00:00

Apache Kafka Zookeeper

Apache Kafka is a popular tool used for building real-time data pipelines and streaming applications. To work properly, Kafka needs a system to manage and coordinate its cluster of servers. This is where ZooKeeper comes in.

Role of ZooKeeper in Kafka

ZooKeeper is like the manager of a Kafka cluster. It keeps track of all the Kafka servers (called brokers), maintains configuration information, and handles leader elections for topics. This helps Kafka to remain reliable, consistent, and fault-tolerant.

  • Manages Kafka brokers and nodes.
  • Tracks which broker is the leader for a topic partition.
  • Stores metadata about topics, partitions, and consumer groups.
  • Notifies brokers of changes in the cluster.

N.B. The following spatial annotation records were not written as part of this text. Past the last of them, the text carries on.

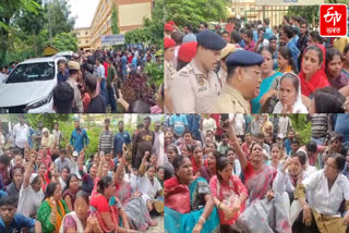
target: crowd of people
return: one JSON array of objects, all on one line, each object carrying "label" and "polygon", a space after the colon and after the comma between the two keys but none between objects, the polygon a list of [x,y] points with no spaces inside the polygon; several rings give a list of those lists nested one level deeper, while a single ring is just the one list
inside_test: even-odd
[{"label": "crowd of people", "polygon": [[145,51],[137,48],[122,51],[96,50],[92,54],[76,53],[68,63],[64,60],[59,61],[59,84],[53,89],[56,112],[106,113],[110,106],[110,112],[116,113],[117,103],[129,113],[161,112],[163,87],[159,87],[156,106],[140,99],[128,102],[122,96],[123,83],[127,79],[134,78],[134,74],[143,75],[146,63],[160,62],[157,51],[155,47]]},{"label": "crowd of people", "polygon": [[226,28],[165,24],[166,112],[346,112],[349,36],[321,37],[301,16]]},{"label": "crowd of people", "polygon": [[349,115],[306,115],[309,138],[292,121],[266,113],[168,115],[159,158],[166,232],[345,233]]},{"label": "crowd of people", "polygon": [[[0,232],[146,232],[163,224],[164,124],[144,116],[131,134],[105,119],[96,151],[75,120],[33,131],[23,116],[0,132]],[[32,132],[32,133],[31,133]],[[70,138],[70,139],[68,139]],[[163,157],[163,156],[161,156]]]}]

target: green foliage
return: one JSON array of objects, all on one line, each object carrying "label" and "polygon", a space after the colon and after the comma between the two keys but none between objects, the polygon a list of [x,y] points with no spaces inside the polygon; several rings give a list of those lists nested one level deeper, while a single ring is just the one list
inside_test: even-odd
[{"label": "green foliage", "polygon": [[198,25],[201,22],[219,22],[227,19],[226,0],[166,0],[166,22],[177,25]]},{"label": "green foliage", "polygon": [[311,122],[308,121],[308,114],[289,114],[291,119],[292,127],[297,132],[298,138],[301,145],[305,145],[311,138]]},{"label": "green foliage", "polygon": [[149,34],[146,28],[136,28],[129,30],[124,35],[125,44],[143,44],[149,40]]},{"label": "green foliage", "polygon": [[164,63],[148,62],[144,72],[149,77],[148,83],[155,83],[157,88],[164,83]]},{"label": "green foliage", "polygon": [[68,0],[51,0],[45,5],[45,22],[48,27],[51,21],[52,37],[61,33],[70,33],[74,29],[75,17],[71,17]]},{"label": "green foliage", "polygon": [[70,114],[25,114],[25,120],[28,121],[32,127],[36,128],[38,122],[43,122],[43,125],[50,132],[53,130],[55,122],[67,122],[70,120]]},{"label": "green foliage", "polygon": [[58,48],[60,51],[77,51],[77,38],[71,33],[61,33],[58,34],[52,39],[52,45]]},{"label": "green foliage", "polygon": [[113,35],[120,34],[120,29],[118,27],[118,9],[115,4],[111,14],[111,32]]}]

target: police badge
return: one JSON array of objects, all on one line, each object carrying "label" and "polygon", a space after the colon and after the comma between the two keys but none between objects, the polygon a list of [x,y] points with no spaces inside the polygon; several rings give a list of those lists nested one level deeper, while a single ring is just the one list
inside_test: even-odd
[{"label": "police badge", "polygon": [[205,85],[204,77],[202,75],[196,75],[196,83],[198,86],[204,86]]}]

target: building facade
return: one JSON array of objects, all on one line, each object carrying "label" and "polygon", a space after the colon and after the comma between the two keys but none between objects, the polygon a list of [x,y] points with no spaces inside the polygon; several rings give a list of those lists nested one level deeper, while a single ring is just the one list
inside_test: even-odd
[{"label": "building facade", "polygon": [[[98,49],[101,47],[101,36],[112,35],[111,15],[113,8],[118,11],[120,34],[140,28],[144,17],[151,17],[154,0],[99,0],[89,28],[75,29],[81,44],[80,48]],[[79,33],[88,34],[88,38],[80,38]],[[87,35],[84,35],[87,36]],[[88,41],[88,42],[86,42]]]},{"label": "building facade", "polygon": [[74,33],[77,37],[79,48],[85,51],[89,51],[91,50],[89,27],[75,28]]}]

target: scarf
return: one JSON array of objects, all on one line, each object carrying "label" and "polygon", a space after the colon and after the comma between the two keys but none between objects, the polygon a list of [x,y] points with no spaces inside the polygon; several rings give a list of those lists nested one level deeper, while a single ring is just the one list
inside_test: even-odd
[{"label": "scarf", "polygon": [[[301,66],[301,72],[298,74],[300,81],[301,81],[301,89],[302,95],[310,96],[312,95],[316,89],[321,89],[323,87],[329,86],[326,73],[325,73],[325,61],[326,61],[326,50],[325,47],[322,45],[316,44],[318,48],[323,51],[323,64],[321,69],[313,74],[313,76],[310,78],[309,82],[305,81],[305,74],[303,72],[303,68]],[[302,59],[302,63],[304,62],[304,57]]]},{"label": "scarf", "polygon": [[[53,205],[51,204],[49,198],[46,198],[46,201],[51,207],[52,211],[57,211],[57,209],[53,209]],[[65,216],[65,210],[62,205],[62,201],[59,200],[57,204],[58,204],[58,211],[56,212],[55,232],[59,232],[61,223],[62,223],[62,217]]]}]

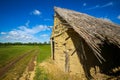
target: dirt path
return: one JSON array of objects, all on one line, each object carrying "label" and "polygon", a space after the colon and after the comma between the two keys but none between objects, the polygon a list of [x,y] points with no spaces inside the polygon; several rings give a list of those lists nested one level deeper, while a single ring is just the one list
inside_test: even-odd
[{"label": "dirt path", "polygon": [[29,53],[33,52],[34,50],[31,50],[17,59],[12,60],[9,64],[7,64],[5,67],[0,69],[0,77],[2,77],[14,64],[16,64],[18,61],[20,61],[23,57],[27,56]]}]

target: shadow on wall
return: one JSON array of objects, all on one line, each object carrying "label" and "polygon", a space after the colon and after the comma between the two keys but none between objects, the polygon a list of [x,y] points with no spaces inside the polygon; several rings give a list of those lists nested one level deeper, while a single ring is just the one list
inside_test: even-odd
[{"label": "shadow on wall", "polygon": [[95,69],[96,66],[99,67],[100,73],[109,76],[120,75],[120,70],[116,70],[116,71],[113,70],[113,69],[118,69],[120,67],[120,48],[118,48],[114,44],[108,43],[107,40],[104,41],[103,44],[100,45],[100,48],[102,50],[101,55],[106,59],[106,62],[103,62],[101,64],[97,60],[92,49],[82,38],[80,38],[78,33],[74,32],[73,34],[68,31],[68,35],[71,37],[74,46],[76,47],[77,55],[79,57],[80,63],[82,64],[86,78],[88,80],[93,78],[91,76],[90,69],[91,68]]}]

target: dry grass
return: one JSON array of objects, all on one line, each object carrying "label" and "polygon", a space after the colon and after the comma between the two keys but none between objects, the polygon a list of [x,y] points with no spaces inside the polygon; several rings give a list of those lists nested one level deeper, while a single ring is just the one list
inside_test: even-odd
[{"label": "dry grass", "polygon": [[65,73],[51,60],[42,62],[40,68],[46,73],[48,80],[86,80],[84,76]]}]

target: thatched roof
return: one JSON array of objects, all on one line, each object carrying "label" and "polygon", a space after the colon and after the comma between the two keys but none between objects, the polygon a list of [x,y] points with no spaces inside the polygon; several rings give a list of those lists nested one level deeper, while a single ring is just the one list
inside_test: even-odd
[{"label": "thatched roof", "polygon": [[101,61],[101,49],[98,44],[105,40],[120,48],[120,26],[93,16],[73,10],[55,7],[55,12],[64,19],[91,47]]}]

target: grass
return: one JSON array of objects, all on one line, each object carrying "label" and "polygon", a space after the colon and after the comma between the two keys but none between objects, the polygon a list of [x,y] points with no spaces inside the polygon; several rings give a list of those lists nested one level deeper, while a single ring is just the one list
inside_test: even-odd
[{"label": "grass", "polygon": [[4,67],[10,63],[15,62],[9,66],[5,74],[3,73],[3,75],[0,76],[0,80],[19,79],[28,66],[28,63],[39,51],[39,46],[0,46],[0,70],[4,69]]},{"label": "grass", "polygon": [[39,46],[39,48],[40,48],[40,53],[37,57],[37,62],[41,63],[42,61],[50,57],[51,48],[50,45],[41,45]]},{"label": "grass", "polygon": [[50,45],[41,45],[39,46],[39,48],[40,48],[40,53],[37,57],[37,66],[36,66],[34,80],[49,80],[48,75],[45,73],[44,69],[39,67],[39,63],[50,58],[51,48]]},{"label": "grass", "polygon": [[19,57],[20,55],[33,49],[34,46],[3,46],[0,47],[0,68]]}]

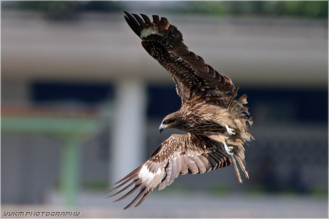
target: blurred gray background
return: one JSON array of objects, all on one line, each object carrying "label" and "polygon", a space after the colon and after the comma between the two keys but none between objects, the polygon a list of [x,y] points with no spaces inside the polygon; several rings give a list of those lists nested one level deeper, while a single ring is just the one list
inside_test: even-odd
[{"label": "blurred gray background", "polygon": [[[327,217],[327,2],[1,6],[2,216],[74,209],[83,217]],[[180,99],[123,10],[167,17],[191,51],[247,94],[249,179],[239,184],[228,167],[179,176],[136,209],[122,210],[132,196],[103,198],[184,133],[158,132]]]}]

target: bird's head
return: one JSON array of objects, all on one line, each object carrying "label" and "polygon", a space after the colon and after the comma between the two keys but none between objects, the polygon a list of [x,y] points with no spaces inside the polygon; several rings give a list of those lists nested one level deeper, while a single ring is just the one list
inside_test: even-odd
[{"label": "bird's head", "polygon": [[161,133],[162,131],[168,128],[178,128],[180,124],[180,117],[178,112],[173,113],[167,116],[159,127],[159,131]]}]

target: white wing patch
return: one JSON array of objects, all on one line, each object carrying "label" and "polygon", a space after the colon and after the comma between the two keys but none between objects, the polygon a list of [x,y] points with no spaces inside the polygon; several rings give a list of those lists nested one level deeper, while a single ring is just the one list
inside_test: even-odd
[{"label": "white wing patch", "polygon": [[146,182],[146,185],[148,185],[154,178],[155,175],[159,175],[161,173],[161,169],[159,168],[156,173],[153,173],[150,172],[148,169],[146,165],[143,165],[140,169],[140,172],[138,174],[138,177],[142,180],[142,181]]},{"label": "white wing patch", "polygon": [[155,26],[154,29],[153,29],[152,27],[150,27],[148,29],[143,29],[143,30],[140,32],[140,36],[139,37],[142,39],[143,37],[146,37],[152,34],[157,34],[158,32],[159,29],[157,26]]}]

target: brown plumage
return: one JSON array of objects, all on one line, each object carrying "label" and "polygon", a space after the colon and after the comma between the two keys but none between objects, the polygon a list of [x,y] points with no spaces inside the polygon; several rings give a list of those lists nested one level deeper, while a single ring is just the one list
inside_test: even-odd
[{"label": "brown plumage", "polygon": [[230,156],[216,141],[192,133],[172,135],[155,150],[147,161],[116,183],[121,182],[108,192],[125,187],[107,197],[133,186],[114,202],[121,200],[139,189],[139,193],[124,209],[138,200],[135,206],[137,207],[153,190],[163,189],[179,174],[203,173],[231,163]]},{"label": "brown plumage", "polygon": [[137,14],[124,13],[126,21],[142,40],[143,47],[172,76],[181,98],[180,109],[164,118],[159,131],[176,128],[188,134],[173,135],[164,141],[148,161],[118,182],[125,180],[114,189],[133,181],[112,196],[135,185],[131,192],[117,200],[140,189],[127,207],[141,197],[138,206],[151,191],[163,189],[179,174],[202,173],[231,162],[241,182],[235,158],[248,178],[243,144],[252,138],[247,121],[250,125],[252,122],[244,106],[246,95],[235,100],[238,87],[189,51],[181,33],[167,19],[153,15],[151,22],[144,14],[141,14],[143,20]]}]

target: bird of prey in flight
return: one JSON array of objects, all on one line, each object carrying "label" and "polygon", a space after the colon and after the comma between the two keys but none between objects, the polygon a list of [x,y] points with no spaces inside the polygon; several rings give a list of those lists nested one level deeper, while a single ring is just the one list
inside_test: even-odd
[{"label": "bird of prey in flight", "polygon": [[150,158],[117,182],[113,190],[124,187],[111,197],[132,189],[115,202],[138,189],[140,192],[125,209],[138,200],[140,205],[151,192],[170,185],[178,175],[203,173],[233,163],[242,182],[235,158],[246,178],[243,144],[252,138],[247,122],[246,95],[235,99],[235,88],[227,76],[205,63],[184,44],[181,33],[164,17],[124,12],[124,18],[142,40],[145,50],[170,74],[181,98],[179,111],[167,116],[159,129],[176,128],[187,134],[174,134],[163,141]]}]

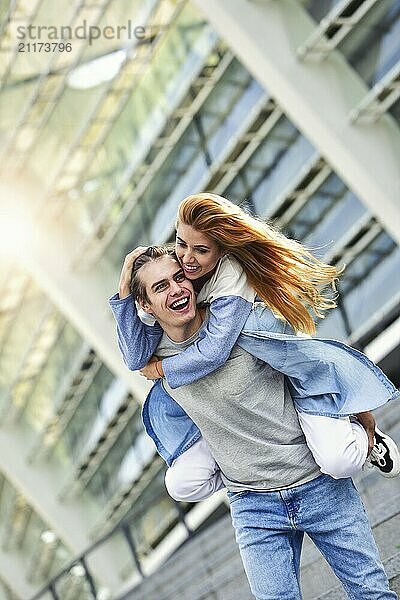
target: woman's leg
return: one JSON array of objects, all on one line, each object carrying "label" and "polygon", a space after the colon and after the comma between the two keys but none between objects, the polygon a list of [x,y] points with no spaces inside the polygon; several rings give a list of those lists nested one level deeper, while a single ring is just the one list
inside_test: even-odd
[{"label": "woman's leg", "polygon": [[321,472],[334,479],[358,473],[368,456],[368,435],[349,417],[323,417],[298,412],[300,426]]},{"label": "woman's leg", "polygon": [[198,502],[224,486],[221,471],[201,437],[174,460],[165,473],[168,494],[182,502]]}]

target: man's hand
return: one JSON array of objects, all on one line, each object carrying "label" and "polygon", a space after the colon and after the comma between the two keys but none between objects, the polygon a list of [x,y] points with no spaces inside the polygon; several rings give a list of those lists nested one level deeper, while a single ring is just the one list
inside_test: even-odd
[{"label": "man's hand", "polygon": [[121,300],[131,293],[133,263],[141,254],[143,254],[143,252],[146,252],[146,250],[146,246],[138,246],[135,250],[132,250],[132,252],[129,252],[129,254],[125,256],[118,285],[118,294]]},{"label": "man's hand", "polygon": [[161,379],[164,375],[162,361],[158,360],[156,356],[152,356],[147,365],[143,369],[140,369],[140,373],[150,381]]},{"label": "man's hand", "polygon": [[368,456],[371,454],[371,450],[374,447],[375,443],[375,418],[373,414],[369,411],[357,413],[355,415],[357,420],[364,427],[368,436]]}]

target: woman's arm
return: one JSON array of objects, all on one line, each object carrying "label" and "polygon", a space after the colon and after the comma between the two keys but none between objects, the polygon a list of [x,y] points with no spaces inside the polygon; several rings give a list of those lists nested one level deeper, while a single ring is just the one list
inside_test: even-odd
[{"label": "woman's arm", "polygon": [[227,360],[250,314],[252,303],[240,296],[217,298],[200,338],[184,352],[164,358],[162,370],[174,389],[209,375]]}]

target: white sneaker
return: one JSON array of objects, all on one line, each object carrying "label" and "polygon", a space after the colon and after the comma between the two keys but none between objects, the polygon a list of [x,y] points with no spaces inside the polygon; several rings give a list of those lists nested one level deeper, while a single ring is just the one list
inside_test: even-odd
[{"label": "white sneaker", "polygon": [[377,427],[375,444],[366,464],[376,467],[384,477],[397,477],[400,473],[400,452],[396,442]]}]

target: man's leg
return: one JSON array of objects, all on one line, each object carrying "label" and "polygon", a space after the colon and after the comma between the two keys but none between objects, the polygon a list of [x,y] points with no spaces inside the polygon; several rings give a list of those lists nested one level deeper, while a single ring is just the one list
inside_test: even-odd
[{"label": "man's leg", "polygon": [[322,475],[296,490],[297,526],[307,532],[353,600],[394,600],[361,498],[351,479]]},{"label": "man's leg", "polygon": [[228,493],[236,541],[257,600],[301,600],[303,532],[289,521],[277,492]]}]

Simple Kafka-ZooKeeper Example

Suppose you want to create a Kafka topic called orders. ZooKeeper helps Kafka by managing which broker will be the leader for the partitions of this topic. This ensures that producers and consumers always know which broker to send data to or read data from.

# Start ZooKeeper
bin/zookeeper-server-start.sh config/zookeeper.properties

# Start Kafka broker
bin/kafka-server-start.sh config/server.properties

# Create a topic named "orders"
bin/kafka-topics.sh --create --topic orders --bootstrap-server localhost:9092 --partitions 3 --replication-factor 1

Summary

In simple terms, Kafka ZooKeeper is the backbone that keeps a Kafka cluster organized and running smoothly. It acts as a coordinator, helping brokers communicate, elect leaders, and maintain cluster metadata. Without ZooKeeper, managing Kafka in a distributed environment would be very difficult.